Man the lifeboats. Every man for himself.[/quote]

Always love it when the arsonist comes by to say “you should really do something about that fire”

As usual, Sat TV Jr. is making false statements with nothing more than anecdotal stories from this “buddies” as evidence. No offense, kid, but please stop polluting my thread with your ignorance.

Back on topic. The US will certainly be faced with higher taxes. The president and the Congress agreed to a temporary two-year extension of the Bush tax cuts, but after that the difficult but obvious decision will have to be made. Either allow the Bush tax cuts to expire, or institute a national sales tax (as advocated by the bipartisan groups). At the same time, we’ll need deep spending cuts. Social Security, Medicare, Medicaid, and the CHIPs should be on the table. At the same time, so should military spending, agricultural subsidies, and all other discretionary programs.
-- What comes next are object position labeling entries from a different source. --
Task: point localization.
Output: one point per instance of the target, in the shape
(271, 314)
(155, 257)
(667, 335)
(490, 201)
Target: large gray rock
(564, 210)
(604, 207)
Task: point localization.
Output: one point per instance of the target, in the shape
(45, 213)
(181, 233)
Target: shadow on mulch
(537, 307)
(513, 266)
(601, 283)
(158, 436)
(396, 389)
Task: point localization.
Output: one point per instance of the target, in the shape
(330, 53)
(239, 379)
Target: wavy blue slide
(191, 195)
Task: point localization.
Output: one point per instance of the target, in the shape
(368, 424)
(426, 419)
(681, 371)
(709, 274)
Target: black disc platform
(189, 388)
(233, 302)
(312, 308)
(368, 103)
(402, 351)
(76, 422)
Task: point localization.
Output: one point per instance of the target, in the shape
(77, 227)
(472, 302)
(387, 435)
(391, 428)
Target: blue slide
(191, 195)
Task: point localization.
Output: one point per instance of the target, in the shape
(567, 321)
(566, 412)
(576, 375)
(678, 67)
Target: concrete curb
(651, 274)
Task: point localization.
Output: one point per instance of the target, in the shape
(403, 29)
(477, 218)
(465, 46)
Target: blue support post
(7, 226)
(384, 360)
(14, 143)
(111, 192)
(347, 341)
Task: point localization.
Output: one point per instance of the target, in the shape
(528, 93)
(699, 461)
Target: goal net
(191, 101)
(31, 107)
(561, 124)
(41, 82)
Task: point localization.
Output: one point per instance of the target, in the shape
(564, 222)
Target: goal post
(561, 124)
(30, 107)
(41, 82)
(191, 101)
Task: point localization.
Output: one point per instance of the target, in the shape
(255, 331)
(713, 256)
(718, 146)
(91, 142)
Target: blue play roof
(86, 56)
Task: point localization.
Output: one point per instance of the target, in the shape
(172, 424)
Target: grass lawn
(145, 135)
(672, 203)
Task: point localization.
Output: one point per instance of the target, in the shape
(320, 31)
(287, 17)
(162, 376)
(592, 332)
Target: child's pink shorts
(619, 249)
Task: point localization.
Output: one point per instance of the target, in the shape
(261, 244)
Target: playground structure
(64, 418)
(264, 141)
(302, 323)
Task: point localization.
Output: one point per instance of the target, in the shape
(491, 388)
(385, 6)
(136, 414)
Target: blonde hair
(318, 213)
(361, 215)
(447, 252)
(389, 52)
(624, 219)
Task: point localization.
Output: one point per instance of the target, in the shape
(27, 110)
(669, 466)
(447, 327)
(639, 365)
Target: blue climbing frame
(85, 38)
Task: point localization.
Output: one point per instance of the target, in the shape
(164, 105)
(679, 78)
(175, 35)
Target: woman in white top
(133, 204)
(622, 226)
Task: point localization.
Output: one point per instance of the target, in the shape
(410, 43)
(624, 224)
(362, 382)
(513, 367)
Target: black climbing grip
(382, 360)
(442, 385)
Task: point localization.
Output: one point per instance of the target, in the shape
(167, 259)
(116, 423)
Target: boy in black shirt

When the Canadians went through a similar crisis, they ended up cutting 6 or 7 dollars for every 1 dollar raised in taxes (mostly through a VAT). That seems pretty reasonable to me. Of course, Canada also enjoyed a booming American economy to which they could export. Still, I think similar austerity measures are in order.

Well you won’t have to worry I think he managed to get himself banned. It’s too bad really, I was enjoying the irony of having some kid tell me how the world works. Especially given the fact than I can pretty much sum up his life so far and 10 years into the future as, “been there done that”.

Yes, at some point, Americans will have to address the underlying issues with their economy, but they just seem to want to keep delaying the day of reckoning indefinitely. That’s not possible, and the longer they take, the worse things will get. The defecit won’t go away by itself.

Indeed. Raising taxes and cutting spending are the inevitable stopgap “medicines” required to keep the American economy afloat but they have the combined effect of sucking money out of the economy which will only make Americans poorer.

If Americans want to both maintain their standard of living and keep their economy afloat structural reform will be required. That structural reform will take the form of reducing the cost of producing goods and services in the United States so American goods and services are once again competitive on the world market, thereby creating the wealth necessary to pay for both government services and a first-world standard of living.

politbureau: Of course. Structural reform is going to be the only long term solution. Otherwise, America will become the Argentina of the 21st Century with a continuous fall from grace (though that process might not be a smooth fall at all). There’s going to be a lot of pain whatever is done in the short to medium term, but I don’t think people truly realise how less painful that will be than letting the defecit spiral out of control. There may come a point (if it hasn’t already happened already) where money is being borrowed just to service the debt. Shortly after that point comes default. Shortly after that comes the real pain.